Choose Stop

297 25 5
                                    

"Dy".

   "Hm." Jawab Widya yang masih fokus dengan gadget di tangannya.

   "Widya." Sekali lagi laki-laki di hadapan 'Idy'—panggilan sayang untuknya—memanggil Widya dengan suara berat yang terdengar serius.

   Dengan enggan, Widya memalingkan wajah dari gadgetnya. Perubahan mimik wajah yang semula tersenyum menjadi raut ketidaksukaan. Seolah-olah kebahagiaannya direnggut paksa.

   "Apa?"

   "Kalau makan ponselnya ditaruh." Widya, pun meletakkan ponselnya.

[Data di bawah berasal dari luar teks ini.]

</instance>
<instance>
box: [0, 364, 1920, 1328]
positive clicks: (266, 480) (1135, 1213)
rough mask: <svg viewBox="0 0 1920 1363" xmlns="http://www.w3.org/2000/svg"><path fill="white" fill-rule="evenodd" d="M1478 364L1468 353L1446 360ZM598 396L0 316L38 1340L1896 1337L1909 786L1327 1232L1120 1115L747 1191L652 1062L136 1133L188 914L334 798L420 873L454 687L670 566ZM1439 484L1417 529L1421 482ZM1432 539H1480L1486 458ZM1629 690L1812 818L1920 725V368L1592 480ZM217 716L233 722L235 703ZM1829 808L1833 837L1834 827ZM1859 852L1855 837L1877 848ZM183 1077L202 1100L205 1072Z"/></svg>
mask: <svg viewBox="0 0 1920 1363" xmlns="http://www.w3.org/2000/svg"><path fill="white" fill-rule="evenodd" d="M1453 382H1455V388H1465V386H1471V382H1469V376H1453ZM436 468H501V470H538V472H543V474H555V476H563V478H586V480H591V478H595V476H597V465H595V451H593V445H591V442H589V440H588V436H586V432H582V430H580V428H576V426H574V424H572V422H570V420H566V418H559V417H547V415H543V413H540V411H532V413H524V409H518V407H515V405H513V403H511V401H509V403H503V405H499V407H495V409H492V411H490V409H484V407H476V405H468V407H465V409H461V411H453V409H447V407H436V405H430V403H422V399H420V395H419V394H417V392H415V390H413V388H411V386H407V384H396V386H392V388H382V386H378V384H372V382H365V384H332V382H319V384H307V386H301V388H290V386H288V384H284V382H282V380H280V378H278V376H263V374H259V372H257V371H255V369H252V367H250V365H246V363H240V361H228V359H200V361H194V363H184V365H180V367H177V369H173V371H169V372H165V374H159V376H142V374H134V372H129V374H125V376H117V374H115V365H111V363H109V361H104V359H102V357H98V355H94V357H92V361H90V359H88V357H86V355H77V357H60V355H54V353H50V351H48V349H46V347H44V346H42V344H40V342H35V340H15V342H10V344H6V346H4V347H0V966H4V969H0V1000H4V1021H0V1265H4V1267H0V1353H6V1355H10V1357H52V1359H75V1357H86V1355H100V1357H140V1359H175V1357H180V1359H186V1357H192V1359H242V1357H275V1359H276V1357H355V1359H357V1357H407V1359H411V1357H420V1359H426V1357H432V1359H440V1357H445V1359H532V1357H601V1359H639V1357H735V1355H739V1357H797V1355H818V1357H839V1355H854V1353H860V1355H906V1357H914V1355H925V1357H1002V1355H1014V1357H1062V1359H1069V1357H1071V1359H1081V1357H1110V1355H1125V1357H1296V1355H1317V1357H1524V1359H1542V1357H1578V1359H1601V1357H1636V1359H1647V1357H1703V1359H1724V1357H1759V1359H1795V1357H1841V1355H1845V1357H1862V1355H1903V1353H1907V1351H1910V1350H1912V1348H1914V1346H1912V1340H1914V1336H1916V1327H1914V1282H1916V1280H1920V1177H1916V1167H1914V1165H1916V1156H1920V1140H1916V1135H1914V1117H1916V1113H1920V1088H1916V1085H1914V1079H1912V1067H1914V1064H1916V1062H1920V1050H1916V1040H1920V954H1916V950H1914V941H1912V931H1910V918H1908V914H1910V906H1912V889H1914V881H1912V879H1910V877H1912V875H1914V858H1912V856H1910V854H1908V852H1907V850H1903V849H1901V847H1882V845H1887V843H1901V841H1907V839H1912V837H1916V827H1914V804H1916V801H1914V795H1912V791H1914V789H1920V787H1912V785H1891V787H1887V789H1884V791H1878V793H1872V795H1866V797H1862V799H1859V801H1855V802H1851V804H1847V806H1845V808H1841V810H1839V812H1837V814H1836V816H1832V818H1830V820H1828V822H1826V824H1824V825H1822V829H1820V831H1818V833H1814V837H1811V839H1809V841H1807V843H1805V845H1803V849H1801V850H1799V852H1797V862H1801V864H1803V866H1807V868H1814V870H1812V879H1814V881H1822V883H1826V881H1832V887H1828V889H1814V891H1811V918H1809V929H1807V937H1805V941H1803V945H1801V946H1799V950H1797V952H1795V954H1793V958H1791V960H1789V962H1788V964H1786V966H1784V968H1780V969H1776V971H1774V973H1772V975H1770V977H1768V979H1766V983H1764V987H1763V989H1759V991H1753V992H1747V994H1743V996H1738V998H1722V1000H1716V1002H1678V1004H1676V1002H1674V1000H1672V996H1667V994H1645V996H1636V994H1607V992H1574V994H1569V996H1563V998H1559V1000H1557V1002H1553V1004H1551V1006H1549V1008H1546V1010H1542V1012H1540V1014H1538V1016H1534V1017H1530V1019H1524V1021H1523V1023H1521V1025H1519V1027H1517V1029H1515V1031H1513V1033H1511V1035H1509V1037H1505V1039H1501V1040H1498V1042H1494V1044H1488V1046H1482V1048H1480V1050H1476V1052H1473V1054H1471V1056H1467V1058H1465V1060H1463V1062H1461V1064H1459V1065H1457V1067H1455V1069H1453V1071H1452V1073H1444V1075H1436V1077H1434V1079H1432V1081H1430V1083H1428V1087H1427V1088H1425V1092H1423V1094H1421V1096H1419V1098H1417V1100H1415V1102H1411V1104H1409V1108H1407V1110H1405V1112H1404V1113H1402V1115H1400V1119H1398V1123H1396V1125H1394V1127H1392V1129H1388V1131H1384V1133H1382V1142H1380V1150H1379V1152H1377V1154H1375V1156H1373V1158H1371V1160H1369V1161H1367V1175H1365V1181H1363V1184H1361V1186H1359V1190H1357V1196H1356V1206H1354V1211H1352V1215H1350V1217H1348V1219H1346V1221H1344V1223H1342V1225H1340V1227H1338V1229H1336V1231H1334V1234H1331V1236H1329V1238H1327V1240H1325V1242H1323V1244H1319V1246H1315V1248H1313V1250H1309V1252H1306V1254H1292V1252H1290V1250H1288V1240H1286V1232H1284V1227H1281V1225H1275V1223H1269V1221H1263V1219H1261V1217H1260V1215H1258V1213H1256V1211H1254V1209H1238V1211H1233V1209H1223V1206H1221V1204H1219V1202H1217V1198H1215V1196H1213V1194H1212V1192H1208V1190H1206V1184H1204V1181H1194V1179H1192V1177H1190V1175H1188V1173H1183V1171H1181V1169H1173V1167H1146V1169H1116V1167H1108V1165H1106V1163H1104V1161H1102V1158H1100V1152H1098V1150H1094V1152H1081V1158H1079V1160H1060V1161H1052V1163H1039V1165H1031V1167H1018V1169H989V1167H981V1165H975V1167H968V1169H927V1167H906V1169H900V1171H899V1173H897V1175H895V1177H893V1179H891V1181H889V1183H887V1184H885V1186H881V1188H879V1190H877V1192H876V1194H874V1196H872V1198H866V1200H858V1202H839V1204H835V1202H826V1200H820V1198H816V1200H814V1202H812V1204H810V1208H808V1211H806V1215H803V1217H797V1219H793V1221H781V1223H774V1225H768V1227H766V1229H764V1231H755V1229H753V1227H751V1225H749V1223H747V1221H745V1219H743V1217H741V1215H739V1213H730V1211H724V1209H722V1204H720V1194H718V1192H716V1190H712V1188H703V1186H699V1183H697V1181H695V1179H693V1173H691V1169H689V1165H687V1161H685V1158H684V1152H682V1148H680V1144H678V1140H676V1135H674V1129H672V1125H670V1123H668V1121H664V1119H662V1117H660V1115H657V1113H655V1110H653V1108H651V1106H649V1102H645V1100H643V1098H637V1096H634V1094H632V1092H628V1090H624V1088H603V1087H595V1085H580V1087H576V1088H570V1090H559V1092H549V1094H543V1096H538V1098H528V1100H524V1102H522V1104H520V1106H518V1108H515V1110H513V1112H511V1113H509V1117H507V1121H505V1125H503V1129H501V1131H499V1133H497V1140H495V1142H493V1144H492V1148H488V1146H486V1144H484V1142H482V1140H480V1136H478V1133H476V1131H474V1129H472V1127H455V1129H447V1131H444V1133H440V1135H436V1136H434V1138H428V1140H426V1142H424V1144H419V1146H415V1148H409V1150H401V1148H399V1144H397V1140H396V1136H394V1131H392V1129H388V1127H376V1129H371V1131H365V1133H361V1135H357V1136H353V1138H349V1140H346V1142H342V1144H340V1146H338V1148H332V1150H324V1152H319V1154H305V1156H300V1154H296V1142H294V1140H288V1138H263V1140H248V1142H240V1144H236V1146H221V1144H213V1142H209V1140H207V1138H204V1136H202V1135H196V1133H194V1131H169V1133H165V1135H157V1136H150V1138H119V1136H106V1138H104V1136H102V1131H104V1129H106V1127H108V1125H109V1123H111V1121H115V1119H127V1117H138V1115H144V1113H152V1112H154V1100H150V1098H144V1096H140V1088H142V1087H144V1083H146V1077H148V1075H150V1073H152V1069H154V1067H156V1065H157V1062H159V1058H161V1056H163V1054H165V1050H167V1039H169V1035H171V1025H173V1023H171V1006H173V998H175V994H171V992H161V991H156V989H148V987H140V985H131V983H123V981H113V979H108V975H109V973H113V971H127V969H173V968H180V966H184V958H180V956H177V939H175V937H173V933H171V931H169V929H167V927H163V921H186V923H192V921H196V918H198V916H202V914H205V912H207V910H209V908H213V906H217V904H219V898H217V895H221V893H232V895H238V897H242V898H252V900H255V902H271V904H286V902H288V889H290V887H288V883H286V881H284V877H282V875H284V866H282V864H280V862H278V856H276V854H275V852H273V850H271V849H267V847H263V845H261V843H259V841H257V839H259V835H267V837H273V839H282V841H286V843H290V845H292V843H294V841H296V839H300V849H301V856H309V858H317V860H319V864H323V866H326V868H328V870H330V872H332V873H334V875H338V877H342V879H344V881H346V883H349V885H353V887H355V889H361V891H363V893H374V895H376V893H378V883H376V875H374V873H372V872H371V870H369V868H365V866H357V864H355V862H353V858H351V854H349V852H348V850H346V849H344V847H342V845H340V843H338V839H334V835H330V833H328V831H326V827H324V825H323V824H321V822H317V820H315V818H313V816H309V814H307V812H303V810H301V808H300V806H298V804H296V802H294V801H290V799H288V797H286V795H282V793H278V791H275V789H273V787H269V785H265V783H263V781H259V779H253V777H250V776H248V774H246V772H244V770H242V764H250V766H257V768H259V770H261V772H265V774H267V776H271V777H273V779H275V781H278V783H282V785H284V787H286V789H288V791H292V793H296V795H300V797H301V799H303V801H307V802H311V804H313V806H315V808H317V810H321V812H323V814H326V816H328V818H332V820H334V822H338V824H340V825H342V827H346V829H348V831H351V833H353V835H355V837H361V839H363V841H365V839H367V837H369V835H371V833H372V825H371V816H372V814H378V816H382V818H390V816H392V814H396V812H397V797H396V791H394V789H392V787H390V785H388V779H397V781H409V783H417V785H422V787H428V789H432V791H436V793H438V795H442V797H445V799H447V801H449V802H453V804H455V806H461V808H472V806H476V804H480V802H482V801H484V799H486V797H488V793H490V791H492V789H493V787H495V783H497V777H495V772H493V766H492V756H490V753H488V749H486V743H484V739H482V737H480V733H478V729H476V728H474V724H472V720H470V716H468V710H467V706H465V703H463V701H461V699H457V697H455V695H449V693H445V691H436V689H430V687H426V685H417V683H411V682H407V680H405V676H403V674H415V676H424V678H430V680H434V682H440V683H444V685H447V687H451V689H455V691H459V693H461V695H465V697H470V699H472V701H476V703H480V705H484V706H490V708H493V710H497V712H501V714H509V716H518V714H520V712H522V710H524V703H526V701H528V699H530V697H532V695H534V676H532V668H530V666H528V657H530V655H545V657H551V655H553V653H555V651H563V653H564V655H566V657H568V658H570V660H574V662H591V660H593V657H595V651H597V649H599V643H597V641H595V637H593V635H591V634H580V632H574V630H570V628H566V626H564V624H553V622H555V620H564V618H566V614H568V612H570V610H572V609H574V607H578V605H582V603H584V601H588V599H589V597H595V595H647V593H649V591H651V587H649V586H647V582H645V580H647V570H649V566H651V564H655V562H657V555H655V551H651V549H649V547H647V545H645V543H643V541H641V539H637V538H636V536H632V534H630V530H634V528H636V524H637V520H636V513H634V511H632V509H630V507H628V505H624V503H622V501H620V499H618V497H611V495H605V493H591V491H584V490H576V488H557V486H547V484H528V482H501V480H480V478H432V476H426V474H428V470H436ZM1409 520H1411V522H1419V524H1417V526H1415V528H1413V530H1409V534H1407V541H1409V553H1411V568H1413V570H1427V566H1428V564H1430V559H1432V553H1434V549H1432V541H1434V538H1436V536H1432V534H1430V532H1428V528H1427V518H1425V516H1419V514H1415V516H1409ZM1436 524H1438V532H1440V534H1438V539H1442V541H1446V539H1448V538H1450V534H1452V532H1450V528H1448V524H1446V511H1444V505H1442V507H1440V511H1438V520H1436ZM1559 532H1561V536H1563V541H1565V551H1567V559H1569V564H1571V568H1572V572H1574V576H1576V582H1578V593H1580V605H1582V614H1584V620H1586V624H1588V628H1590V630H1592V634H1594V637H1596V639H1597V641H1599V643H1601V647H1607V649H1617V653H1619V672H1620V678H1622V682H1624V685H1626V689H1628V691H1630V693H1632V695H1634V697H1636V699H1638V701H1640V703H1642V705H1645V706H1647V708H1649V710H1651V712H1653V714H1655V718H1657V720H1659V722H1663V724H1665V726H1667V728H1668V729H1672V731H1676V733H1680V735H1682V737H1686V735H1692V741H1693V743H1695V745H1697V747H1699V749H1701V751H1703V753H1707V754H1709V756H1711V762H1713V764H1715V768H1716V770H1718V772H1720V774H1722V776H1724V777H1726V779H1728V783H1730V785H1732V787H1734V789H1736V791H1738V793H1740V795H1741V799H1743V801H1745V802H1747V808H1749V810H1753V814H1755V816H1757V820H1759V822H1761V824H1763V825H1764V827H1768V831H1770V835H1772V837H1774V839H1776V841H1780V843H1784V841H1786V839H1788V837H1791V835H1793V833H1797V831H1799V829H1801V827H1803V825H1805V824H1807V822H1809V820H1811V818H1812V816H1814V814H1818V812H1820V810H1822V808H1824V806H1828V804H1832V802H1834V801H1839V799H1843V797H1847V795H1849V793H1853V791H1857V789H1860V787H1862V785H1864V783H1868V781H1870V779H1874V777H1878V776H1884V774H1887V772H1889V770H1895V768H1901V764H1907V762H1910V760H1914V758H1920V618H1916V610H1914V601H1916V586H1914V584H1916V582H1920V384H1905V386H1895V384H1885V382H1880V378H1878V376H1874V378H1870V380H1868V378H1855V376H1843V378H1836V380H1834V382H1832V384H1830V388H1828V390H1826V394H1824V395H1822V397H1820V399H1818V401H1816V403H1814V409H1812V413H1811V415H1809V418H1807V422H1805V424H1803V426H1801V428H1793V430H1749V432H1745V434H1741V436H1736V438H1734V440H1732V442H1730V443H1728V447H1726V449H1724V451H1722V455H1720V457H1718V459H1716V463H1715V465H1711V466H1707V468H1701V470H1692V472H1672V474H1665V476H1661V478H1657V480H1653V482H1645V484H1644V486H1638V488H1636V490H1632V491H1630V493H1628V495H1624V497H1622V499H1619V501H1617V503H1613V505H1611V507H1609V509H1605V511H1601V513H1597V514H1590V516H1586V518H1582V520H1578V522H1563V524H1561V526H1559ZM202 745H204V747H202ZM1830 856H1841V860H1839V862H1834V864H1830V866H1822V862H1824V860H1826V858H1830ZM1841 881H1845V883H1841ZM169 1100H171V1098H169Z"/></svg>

    Dan menggulung spageti yang mulai mendingin dihadapannya dengan wajah ditekuk.

   "Dy, kamu tahu kan kalau aku bener-bener serius sama kamu?"

   "Iya, terus?"

   "Jadi, rencananya..." Belum sempat berbicara satu kalimat, Gadget Widya berdering, tanda telepon masuk.

   Kali ini, raut wajah Widya yang semula keruh karena kesibukannya di ganggu pria yang ada di hadapannya. Seketika cerah.

   "Bentar, San."

   Tanpa sungkan, Widya mengangkat telepon di hadapan Sandi. Lagi-lagi seperti itu. Tanpa pernah memahami perasaan, ego, dan hati kekasihnya.

   "..."

   "Iya-iya, maaf. Aku masih makan nih, jadi gabisa bales cepet chat kamu."

   "..."

   "Iya masih di SKA, sama Sandi."

   "..."

   "Oke, aku tunggu di sini. See you."

Tut.

   Sandi menghela napas lelah. Dan mengira-ngira entah alasan apalagi yang akan Widya berikan. Dengan cepat, Widya menghabiskan spageti dengan wajah berseri-seri.

   "Kenapa, Dy?"

   "Hayat minta ditemenin nyari kado buat adiknya. Jadi nontonnya lain kali, ya?"

   Sandi terdiam. Menghitung sudah berapa kali ia dibodohi oleh perasaan. Dan memikirkan, apakah kali ini ia memang harus mengikhlas yang harus dilepas?

   Sandi kembali mengamati Widya yang saat itu telah menghabiskan spageti dan menandaskan matcha hangat dengan terburu-buru.

   Widya menatap Sandi dengan wajah memelas, seolah-olah anak kecil yang ingin dibelikan gulali oleh ayahnya.

   "San, boleh ya?" Pinta Widya, tapi Sandi masih bergeming.

   "San, kamu sendiri yang setuju atas permintaanku waktu itu. Asal aku nggak kemana-mana."

   "Raga dan jiwa kamu memang masih ada di sini Dy, tapi apa kabar dengan hati kamu?" Batin sandi sembari tersenyum miris.

   "Kalaupun aku ngelarang, kamu juga tetep pergi kan? Jadi, terserah." Ucap Sandi, kemudian bangkit dan berjalan menuju kasir untuk membayar pesanan.

   Saat kembali, Widya sudah berada di depan pintu resto bersama Hayat.

   Lagi-lagi Sandi menghela napas. Lalu menghampiri mereka berdua dengan kedua tangannya yang berada di saku celana. Gaya-gayaan supaya kelihatan cool, padahal tangan ingin melayang ke muka hayat.

   "Oi, San. Aku pinjam dulu sahabatmu ini yo." ucap hayat dengan santai.

   Sandi melirik tangan hayat yang sudah bertengger manis di pundak Widya. "Okelah, tapi tangan kau nggak usah kayak gitu lah, Yat. Bukan mahram."